MADQs

  • At MAD, we believe that innovation and responsibility go hand in hand. As we explore the exciting possibilities of AI-powered content creation, we are guided by one simple principle:

    Challenge the status quo, but stay true to your values.

    AI enables us to imagine more boldly, experiment more freely and breathe new life into stories. However, as Uncle Ben says in Spider-Man, with great power comes great responsibility, and we must use technology thoughtfully. We are committed to upholding the highest ethical standards, protecting artistic integrity, confronting bias and ensuring creativity remains inclusive and human at its core.

    We view our work as an ongoing journey of constant learning, adaptation, and growth. By sharing knowledge with our partners and fostering an open culture, we ensure that every innovation is grounded in care, transparency and respect.

    For us, storytelling is not just brand communication; it's an invitation to create meaningful experiences. Using AI as a catalyst and ethics as our compass, we create narratives that inspire and connect while staying true to the diversity of the world around us.

  • As a creative production house, we are aware that our work has an impact on the environment. We know that we are part of the problem – and that’s exactly why we want to be part of the solution.

    We aim to make our daily operations as environmentally friendly as possible, choosing bicycles and public transportation over cars, and preferring train travel over more polluting alternatives whenever possible.

    Alongside this, we rely on renewable energy, lean and resource-efficient production processes, and our membership in 1% for the Planet to continually reduce our ecological footprint.

    Equally important to us is fostering a respectful and open working atmosphere. We are committed to equality, tolerance, and appreciation, creating an environment where everyone feels safe, seen, and heard.

    Diversity is our strength, and we aim to reflect this mindset in all our projects. Together, we take responsibility, for the environment, for our team, and for a sustainable future in our creative processes.

  • Starting 2 August 2026, the EU’s new AI Act introduces a simple but powerful principle: If AI creates or manipulates content that could be mistaken for something genuinely human, it needs to be labeled as such. This aims to bring more transparency to the digital world and to make it harder for deepfakes and misleading AI-generated material to slip under the radar.

    What exactly needs to be labeled?
    In short: anything produced or altered by AI that appears convincingly real. This includes:

    • texts that read like polished human writing,

    • images depicting realistic people or scenes,

    • videos that seem authentic but are artificially constructed,

    • synthetic voices mimicking real individuals.

    The core objective is simple:
    Preventing people from being unintentionally misled by AI-generated content. Good news: Not everything requires a label. The regulation is strict, but it also acknowledges how humans and AI commonly work together.

    1. Human review removes the labeling requirement: If a human reviews, edits, approves, and takes responsibility for the final content, no AI label is required. In other words: As long as a real person is supervising the output – and it isn’t being auto-published without oversight – you are compliant.

    2. AI "assistance" is fine without labeling if AI only helps with: Wording, spell-checking, translation, structural suggestions and the actual content originates from a human, no labeling is needed.

    3. Content used privately or internally: Material that never gets published publicly does not require any disclosure.

    4. Art, satire, and parody: These forms are still subject to transparency, but the labeling can be subtle – just enough for viewers to understand that artificial elements are involved, without compromising the artistic intent.

    Where do these rules apply
    Essentially everywhere content is made publicly accessible:

    • websites and blogs,

    • newsletters,

    • social media platforms,

    • public presentations or documents,

    • advertisements,

    • voicebots and chatbots without explicit disclosure.

    Even websites outside the EU must comply if their content is targeting or used by people within the EU, for example, if the site is in an EU language or shows prices in euros.

    Other legal risks to keep in mind:
    Beyond labeling obligations, AI-generated content raises additional legal concerns:

    1. Copyright issues: AI output generally has no legal author. This means: AI-generated content is not automatically protected. Others may reuse similar AI-created material without restriction. Unintentional plagiarism may occur if training data was too similar to existing works.

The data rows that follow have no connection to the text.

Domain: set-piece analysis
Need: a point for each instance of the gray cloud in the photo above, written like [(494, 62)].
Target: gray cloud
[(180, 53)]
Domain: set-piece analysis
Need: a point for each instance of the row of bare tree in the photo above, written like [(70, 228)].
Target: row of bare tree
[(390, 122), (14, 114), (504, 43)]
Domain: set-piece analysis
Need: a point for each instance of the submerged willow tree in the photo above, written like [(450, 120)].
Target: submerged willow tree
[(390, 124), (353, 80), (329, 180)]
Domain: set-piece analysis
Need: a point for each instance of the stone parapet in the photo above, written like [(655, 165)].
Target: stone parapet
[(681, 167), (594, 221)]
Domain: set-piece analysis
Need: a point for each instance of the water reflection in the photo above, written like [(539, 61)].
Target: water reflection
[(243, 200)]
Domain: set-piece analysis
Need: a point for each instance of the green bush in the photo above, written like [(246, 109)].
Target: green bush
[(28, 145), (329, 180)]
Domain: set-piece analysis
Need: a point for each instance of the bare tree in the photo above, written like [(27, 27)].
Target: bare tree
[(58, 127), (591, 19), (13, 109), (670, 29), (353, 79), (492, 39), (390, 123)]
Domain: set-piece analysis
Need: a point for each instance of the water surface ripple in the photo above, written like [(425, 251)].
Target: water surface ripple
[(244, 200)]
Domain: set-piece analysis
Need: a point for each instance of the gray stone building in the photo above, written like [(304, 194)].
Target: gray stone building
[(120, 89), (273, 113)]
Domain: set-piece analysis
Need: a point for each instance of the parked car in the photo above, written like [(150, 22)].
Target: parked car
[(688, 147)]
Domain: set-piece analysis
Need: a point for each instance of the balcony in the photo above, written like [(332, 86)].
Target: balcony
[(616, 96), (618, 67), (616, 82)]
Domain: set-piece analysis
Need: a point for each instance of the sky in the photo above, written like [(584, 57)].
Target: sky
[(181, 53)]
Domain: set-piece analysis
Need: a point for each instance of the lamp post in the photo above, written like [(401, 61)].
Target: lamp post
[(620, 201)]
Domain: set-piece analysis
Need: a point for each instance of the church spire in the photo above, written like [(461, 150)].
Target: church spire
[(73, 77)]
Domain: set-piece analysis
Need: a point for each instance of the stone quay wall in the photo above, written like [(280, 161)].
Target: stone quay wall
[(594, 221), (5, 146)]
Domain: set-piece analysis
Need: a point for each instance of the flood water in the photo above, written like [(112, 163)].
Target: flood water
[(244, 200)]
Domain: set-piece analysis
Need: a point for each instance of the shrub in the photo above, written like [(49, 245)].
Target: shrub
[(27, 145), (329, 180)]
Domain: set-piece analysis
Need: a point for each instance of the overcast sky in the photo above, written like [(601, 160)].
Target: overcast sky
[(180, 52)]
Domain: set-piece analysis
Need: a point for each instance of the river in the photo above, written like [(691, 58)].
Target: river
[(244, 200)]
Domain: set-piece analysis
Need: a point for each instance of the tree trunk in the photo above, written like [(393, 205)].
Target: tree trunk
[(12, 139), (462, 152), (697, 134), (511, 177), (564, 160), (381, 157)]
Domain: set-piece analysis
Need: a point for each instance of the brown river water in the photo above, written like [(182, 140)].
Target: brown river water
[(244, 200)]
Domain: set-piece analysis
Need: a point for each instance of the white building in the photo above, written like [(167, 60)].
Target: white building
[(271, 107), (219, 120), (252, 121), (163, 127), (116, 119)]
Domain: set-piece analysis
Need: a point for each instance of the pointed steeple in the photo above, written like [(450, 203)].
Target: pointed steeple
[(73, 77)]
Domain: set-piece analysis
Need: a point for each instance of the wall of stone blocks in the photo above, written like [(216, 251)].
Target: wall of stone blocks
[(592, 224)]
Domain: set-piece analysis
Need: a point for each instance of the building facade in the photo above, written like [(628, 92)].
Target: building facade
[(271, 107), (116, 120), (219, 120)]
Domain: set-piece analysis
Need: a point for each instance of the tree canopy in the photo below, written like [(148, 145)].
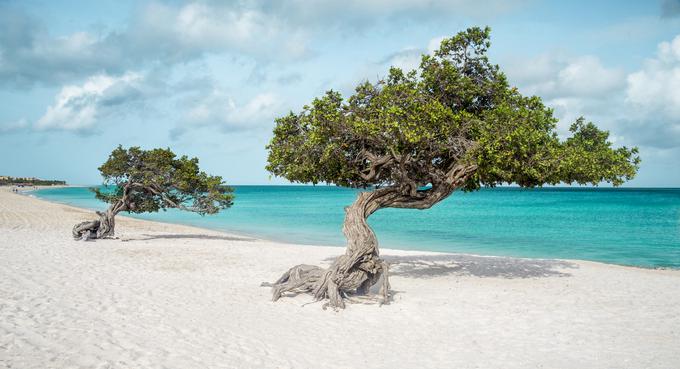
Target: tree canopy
[(141, 181), (417, 136), (454, 122)]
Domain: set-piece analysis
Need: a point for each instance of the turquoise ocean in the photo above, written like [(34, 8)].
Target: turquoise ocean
[(628, 226)]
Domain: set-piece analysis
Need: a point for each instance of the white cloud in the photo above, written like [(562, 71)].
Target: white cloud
[(77, 107), (14, 126), (554, 76), (656, 87), (220, 109)]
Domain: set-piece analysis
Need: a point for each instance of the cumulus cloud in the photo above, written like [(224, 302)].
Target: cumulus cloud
[(653, 94), (174, 32), (554, 76), (656, 87), (78, 107), (14, 126), (670, 8), (641, 107), (221, 110)]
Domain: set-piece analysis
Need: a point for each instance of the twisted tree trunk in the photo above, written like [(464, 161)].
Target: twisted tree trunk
[(352, 273), (361, 267), (104, 227)]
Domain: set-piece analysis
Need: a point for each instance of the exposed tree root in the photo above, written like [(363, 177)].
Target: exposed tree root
[(350, 274), (102, 228)]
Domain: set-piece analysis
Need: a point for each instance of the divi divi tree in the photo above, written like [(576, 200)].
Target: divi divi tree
[(141, 181), (414, 138)]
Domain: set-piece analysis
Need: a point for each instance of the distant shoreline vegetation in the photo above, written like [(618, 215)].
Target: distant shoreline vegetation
[(26, 181)]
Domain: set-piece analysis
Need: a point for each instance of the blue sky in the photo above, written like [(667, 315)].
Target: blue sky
[(208, 78)]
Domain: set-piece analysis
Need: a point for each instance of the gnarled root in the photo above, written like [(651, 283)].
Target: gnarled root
[(102, 228), (85, 230), (345, 277)]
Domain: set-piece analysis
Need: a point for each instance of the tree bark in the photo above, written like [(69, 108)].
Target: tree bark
[(352, 273), (360, 267), (104, 227)]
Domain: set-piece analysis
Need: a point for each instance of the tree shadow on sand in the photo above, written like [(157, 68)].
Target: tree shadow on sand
[(146, 237), (430, 266)]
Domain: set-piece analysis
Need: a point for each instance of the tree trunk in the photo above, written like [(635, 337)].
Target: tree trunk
[(352, 273), (102, 228)]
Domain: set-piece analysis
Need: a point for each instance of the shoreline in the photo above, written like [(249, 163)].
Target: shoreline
[(284, 242), (175, 296)]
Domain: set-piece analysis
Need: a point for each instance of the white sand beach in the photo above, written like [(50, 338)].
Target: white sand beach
[(168, 296)]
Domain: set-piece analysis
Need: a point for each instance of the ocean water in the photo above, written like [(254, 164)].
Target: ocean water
[(638, 227)]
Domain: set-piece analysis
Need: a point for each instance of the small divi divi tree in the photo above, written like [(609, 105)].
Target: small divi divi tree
[(141, 181), (414, 138)]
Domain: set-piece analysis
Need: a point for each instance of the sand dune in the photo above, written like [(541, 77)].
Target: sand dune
[(167, 296)]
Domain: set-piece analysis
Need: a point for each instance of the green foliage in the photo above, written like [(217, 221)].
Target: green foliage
[(151, 180), (456, 109)]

    2. Personality rights and likeness protection: AI-generated images that resemble real individuals can infringe personality rights, even if the resemblance was accidental and the person is not explicitly named.

    3. Liability for incorrect AI-generated information: If an AI chatbot or system gives users wrong or misleading information, the operator, not the AI, is legally responsible. This has already been confirmed in international legal cases and is expected to apply similarly within the EU.

    In summary:
    Starting in August 2026, transparency becomes mandatory. If AI created it and it looks real, label it. But as long as humans remain in control, review the content, or only use AI for assistance, no disclosure is required.